ハジアリッチ秀子(はじありっち・ひでこ):1992年同志社大学卒業。2000年フィリピン大学にて国際学修士号取得。米国コンサルタント会社勤務などを経て、JPOとしてUNDPボスニア事務所に赴任。その後、UNDPイラク事務所の勤務を経て、2007年9月より現職。

Q.国連で働くようになった経緯を教えてください。 

家庭の事情からフィリピンに住むことになり、そこで大学院に進学しました。フィリピンでは日常生活の中で経済・社会的な格差を目の当たりにし、次第に開発の仕事に興味を持つようになります。国連に入る前は米国のコンサルティング会社で働いていたのですが、フィールドで開発の仕事に関わりたいと思いJPOに応募したところ採用され、国連開発計画(UNDP)のボスニア事務所にガバナンス・プログラム担当として4年半赴任しました。
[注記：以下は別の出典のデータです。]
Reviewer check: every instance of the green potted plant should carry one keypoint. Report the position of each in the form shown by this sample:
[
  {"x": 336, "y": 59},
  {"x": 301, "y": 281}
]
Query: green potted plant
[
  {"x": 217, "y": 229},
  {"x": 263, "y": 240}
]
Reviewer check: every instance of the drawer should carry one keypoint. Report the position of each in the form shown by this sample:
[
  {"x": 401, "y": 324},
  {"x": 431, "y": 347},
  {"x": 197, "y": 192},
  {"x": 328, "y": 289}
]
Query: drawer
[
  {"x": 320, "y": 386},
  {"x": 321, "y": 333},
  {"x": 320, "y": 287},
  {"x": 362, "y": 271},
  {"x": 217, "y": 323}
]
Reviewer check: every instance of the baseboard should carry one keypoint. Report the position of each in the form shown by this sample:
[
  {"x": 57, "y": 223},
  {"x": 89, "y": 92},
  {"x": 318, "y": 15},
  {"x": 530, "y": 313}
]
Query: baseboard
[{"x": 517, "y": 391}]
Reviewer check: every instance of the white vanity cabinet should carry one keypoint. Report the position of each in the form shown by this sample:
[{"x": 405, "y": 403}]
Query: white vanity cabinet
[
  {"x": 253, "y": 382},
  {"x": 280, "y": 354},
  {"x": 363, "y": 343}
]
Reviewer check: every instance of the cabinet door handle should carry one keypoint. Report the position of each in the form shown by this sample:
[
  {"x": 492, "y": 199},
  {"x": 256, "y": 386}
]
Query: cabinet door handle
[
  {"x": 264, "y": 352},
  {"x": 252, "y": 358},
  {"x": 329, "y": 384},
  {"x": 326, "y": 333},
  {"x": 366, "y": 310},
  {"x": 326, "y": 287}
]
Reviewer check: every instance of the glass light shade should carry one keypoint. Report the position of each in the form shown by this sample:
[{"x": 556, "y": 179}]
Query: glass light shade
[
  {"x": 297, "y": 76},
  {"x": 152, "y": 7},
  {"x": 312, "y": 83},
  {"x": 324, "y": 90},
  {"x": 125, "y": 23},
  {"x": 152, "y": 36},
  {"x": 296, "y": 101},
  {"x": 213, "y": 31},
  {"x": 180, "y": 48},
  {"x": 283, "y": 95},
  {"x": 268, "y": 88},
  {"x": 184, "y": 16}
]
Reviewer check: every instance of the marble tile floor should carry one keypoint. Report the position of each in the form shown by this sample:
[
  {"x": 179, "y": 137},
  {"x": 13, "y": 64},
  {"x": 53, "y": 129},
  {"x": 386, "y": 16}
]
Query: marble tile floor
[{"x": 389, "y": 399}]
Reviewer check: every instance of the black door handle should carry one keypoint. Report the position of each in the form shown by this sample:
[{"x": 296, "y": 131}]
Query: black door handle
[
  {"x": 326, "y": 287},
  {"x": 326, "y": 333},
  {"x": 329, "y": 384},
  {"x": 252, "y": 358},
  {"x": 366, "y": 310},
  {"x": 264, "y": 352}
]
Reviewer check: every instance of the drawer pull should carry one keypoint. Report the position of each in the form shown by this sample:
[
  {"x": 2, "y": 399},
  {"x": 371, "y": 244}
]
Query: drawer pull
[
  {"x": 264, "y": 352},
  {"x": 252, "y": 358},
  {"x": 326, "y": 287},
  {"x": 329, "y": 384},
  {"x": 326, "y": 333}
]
Q.JPOで赴任されたボスニアではどのようなお仕事をされたのですか?

当時ボスニアでは、緊急援助から開発へと国際支援の段階が移行していた時期だったので、様々な仕事に携わることができとてもおもしろかったです。また、上司も同僚もユーモアのセンスがあり、それでいてとても有能な人達でしたから、周りの人材にも恵まれました。ストレスがたまってきたときほど冗談が飛び交って、笑いながらみんなで乗りきっていたのをよく覚えています。  

ボスニアでの最初の仕事は、国連機関間の合同計画の立ち上げでした。最初はジェンダー・チームの連携を任され、そこでまず始めたのが、ボスニア政府に対する男女平等法の草案作成支援とアドボカシー活動でした。草案の採択後にはその施行のための国連合同プログラムを作成しました。例えば、国連人権高等弁務事務所(OHCHR)では判事の研修を行い、UNDPではジェンダーに取り組む組織開発を担当するというように、各機関で必要な支援を分担しました。 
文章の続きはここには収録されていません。